Tutorial walkthroughs live in Tutorials.


Quick map

Function Module What it does
create plotsim Build a config from Python kwargs
create_from_yaml plotsim Build a config from a YAML file
list_templates plotsim Names of bundled builder templates
load_template plotsim Load a bundled template by name
generate_tables plotsim Generate every dim/fact/event/bridge table
generate_tables_with_state plotsim Same, plus the trajectory tape
validate plotsim Run every post-generation check on tables
write_tables plotsim Write tables, config copy, validation report, manifest
build_manifest plotsim Build the ground-truth manifest payload
build_entity_features plotsim Flatten facts into one row per entity
trace_metric_cell plotsim.inspect Reconstruct one cell's full pipeline path

Constants exported from plotsim for engine-direct mutation: PERFECTLY_CLEAN, SLIGHTLY_MESSY, REALISTIC, DIRTY, NOISE_PRESETS, PlotsimConfig, ManifestSchema, GenerationState, ValidationReport, ValidationIssue, load_config, dump_config.


create

Build a PlotsimConfig from keyword arguments.

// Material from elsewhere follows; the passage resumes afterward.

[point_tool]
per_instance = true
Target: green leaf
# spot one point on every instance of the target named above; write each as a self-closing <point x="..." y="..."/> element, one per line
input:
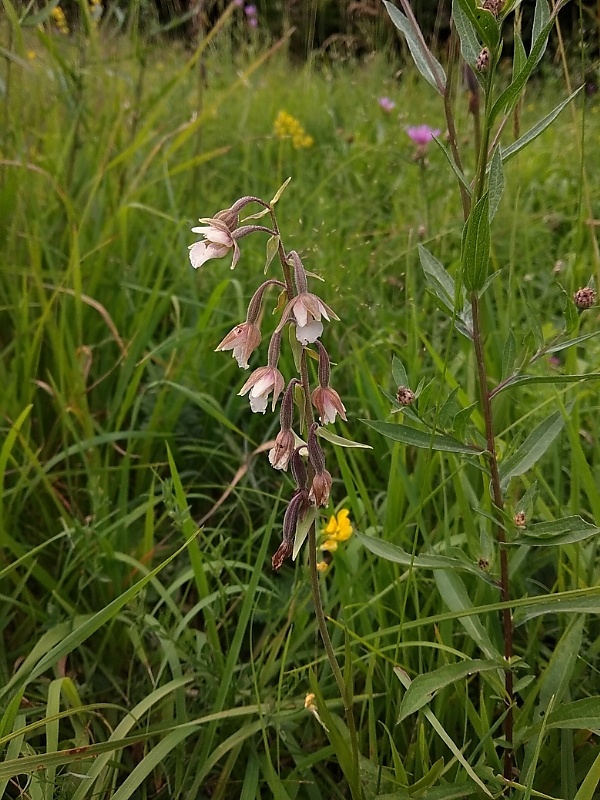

def create(**kwargs) -> PlotsimConfig

The keywords mirror the YAML template — see config-reference.md for the full input shape. Validation runs at construction time: structural problems (duplicate names, orphan references, causal-lag cycles, malformed archetype DSL) raise pydantic.ValidationError with the offending field named.

Returns — a frozen PlotsimConfig ready for generate_tables.

Raises

  • pydantic.ValidationError — structural problem in the input.
  • ValueError — semantic problem the engine catches at config load (e.g. archetype refers to an unknown metric, scale gates exceeded).

Example

from plotsim import create, generate_tables, write_tables

cfg = create(
    about="Subscription customers",
    unit="customer",
    window=("2024-01", "2024-12", "monthly"),
    metrics=[
        {"name": "engagement", "type": "score", "polarity": "positive"},
        {"name": "mrr",        "type": "amount", "polarity": "positive",
         "range": [10, 5000]},
    ],
    segments=[
        {"name": "growers",  "count": 30, "archetype": "growth"},
        {"name": "decliners","count": 20, "archetype": "decline"},
    ],
    seed=42,
)
tables = generate_tables(cfg)
write_tables(tables, cfg)

create_from_yaml

Build a PlotsimConfig from a YAML file.

def create_from_yaml(path: str | Path) -> PlotsimConfig

The YAML follows the same shape as create(**kwargs). YAML's relaxed scalar parser turns 2024-01 into a date object; create_from_yaml coerces window fields back to strings before construction so the same validators run for both surfaces.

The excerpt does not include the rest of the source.